“啊啊啊啊?我没点啊!”己绛满脸惊恐,自己进来一句话还没说,两个姑娘就已经上台开始水蛇扭。
他仓皇环顾四周,这青楼里基本没什么人,每个男人都被四五个姑娘环绕着,一脸苦哈哈地被灌酒,这些姑娘虽然个个柔情似水,但寸步不离地守着,反倒像是看犯人。
这一切己绛都没来得及消化,又有几个小厮上前来上菜,旁边的姑娘擅作主张开了一罐新酒。
这些人绕得他眼花缭乱,老鸨扭着腰,端出一块板子,举到他面前,“公子,咱们这里呀,都是菜上齐就交钱,您瞧瞧,这是您的单子。”

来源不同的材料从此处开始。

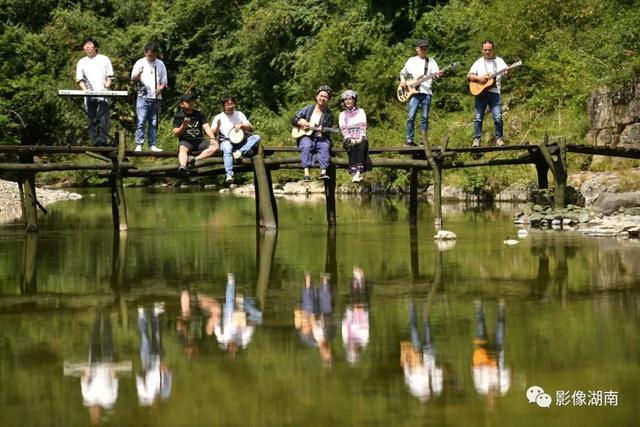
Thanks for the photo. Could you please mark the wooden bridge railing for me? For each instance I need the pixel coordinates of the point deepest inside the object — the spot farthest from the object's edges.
(117, 163)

?他还没看清,只堪堪看到最后结尾处二十两银子,一下子变得精神了。
“可是这些我都没点啊?!”
老鸨依旧挂着职业微笑,“公子不能这么说,您看,这大门您是走进来的吧?”
“不用走的我还能用飞的?况且这不是你们硬把我拉进来的吗?”
老鸨没搭理他,继续计算道:“这歌舞,您耳朵也听了,眼睛也看了,这都是要收费的呀,不然还能让我们这些个姑娘白忙活不成?”
“你聋了吗?你脑子还好吗?”
“我们这些果盘,可都是切好的,葡萄还是姑娘们亲手剥好喂到你嘴边,这我们不收您成本费,但是赚个人工不过分吧?”
己绛瞪大眼睛,这是遇上强买强卖了?比土匪还黑啊。
“还有这酒,这些菜......”她一一列举,要不是己绛吼了一声,恐怕她还要再说出几样来。
“你们这算什么?黑店吗?”
“瞧您这话说的,我们白天开门做生意,黑店它也不敢开得这么显眼啊。”
“我要报官!”己绛挣扎着想起来,被旁边的女子按回去,老鸨面色不善,让姑娘们散开。
“今日你要么给钱,要么我卸你一条胳膊,自己选!”
简直是欺妖太甚,己绛憋红了脸,这二十两银子就是自己的赎身钱啊。
见他没反应,老鸨以为还想反抗,使个眼色,姑娘们会意,撩起袖子秀出自己训练有素的肌肉,紧接着一个男人被从后院推出来,瑟缩的样子很像过街老鼠。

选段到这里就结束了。